On the Monday broadcast, after saying he was correcting his theology, Hinn seemed to reiterate the substance of the prosperity gospel.
“I still believe in prosperity,” Hinn said. “The message of prosperity is in the Bible. We cannot deny that if we give, we will receive. That’s in the Bible. You can’t erase it. No way. God wants to bless his people way more than you want to receive that blessing. But you can’t put a price on it.”
Costi Hinn is hopeful, nonetheless, that the “correction” is the start of a real change for the televangelist. If the transformation is real, he said he would throw his uncle a parade. But it’s difficult to take Benny Hinn at face value. Watching the recording of Monday’s statement, Costi couldn’t help but see a performance.

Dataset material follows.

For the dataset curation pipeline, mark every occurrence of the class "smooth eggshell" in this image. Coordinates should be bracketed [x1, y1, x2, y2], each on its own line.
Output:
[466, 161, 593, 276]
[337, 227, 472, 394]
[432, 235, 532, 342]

“It’s very sensational,” he told CT. “When we are repenting, we’re humble. We’re very low. We’re not being sensational when we repent. We’re being broken. We’re being contrite. There was a lot of showmanship in the statement.”
Need for Accountability
Costi Hinn said one thing he would hope to see is some measure of accountability. A board of outside overseers would go far, he said, towards ensuring this change is real.
Rusty Leonard, the founder of Ministry Watch, an independent evangelical group that advocates for financial accountability and transparency, agrees.
“Maybe it’s sincere. I’m hopeful,” Leonard said. “But right now there isn’t any corroboration. I want corroboration from a leading non-prosperity gospel pastor. It would be nice if he sat down with John Piper or someone like that, and someone like that said, ‘He’s repented.’”
Lack of accountability is one of the standard critiques of the prosperity gospel, especially from classical Pentecostals like the Assemblies of God. The denomination teaches that God does miracles today; people can be healed by faith; and it is important for Christians to pray for divine intervention. But it rejects what it sees as the facile formula of prosperity teaching.
“You’ve got to have a modicum of accountability,” said Self at AGTS. “It’s not that people have to be denominational. But when they’re on their own and they’re not correctable, that’s a deep concern.”
In his broadcast, Hinn mentioned discussing his theological change with Steve Strang, the founder and CEO of Charisma Magazine. He also reported on a recent conversation with Pat Robertson, the founder of the Christian Broadcasting Network, and talked about praying with him. Hinn did not indicate that anyone would be overseeing any changes he might make to his ministry, though.
Leonard said he didn’t think it was likely to happen.
“I’m not cautiously optimistic,” he told CT. “That’s too strong. I’m whatever the opposite of that is—maybe I’m hopefully pessimistic.”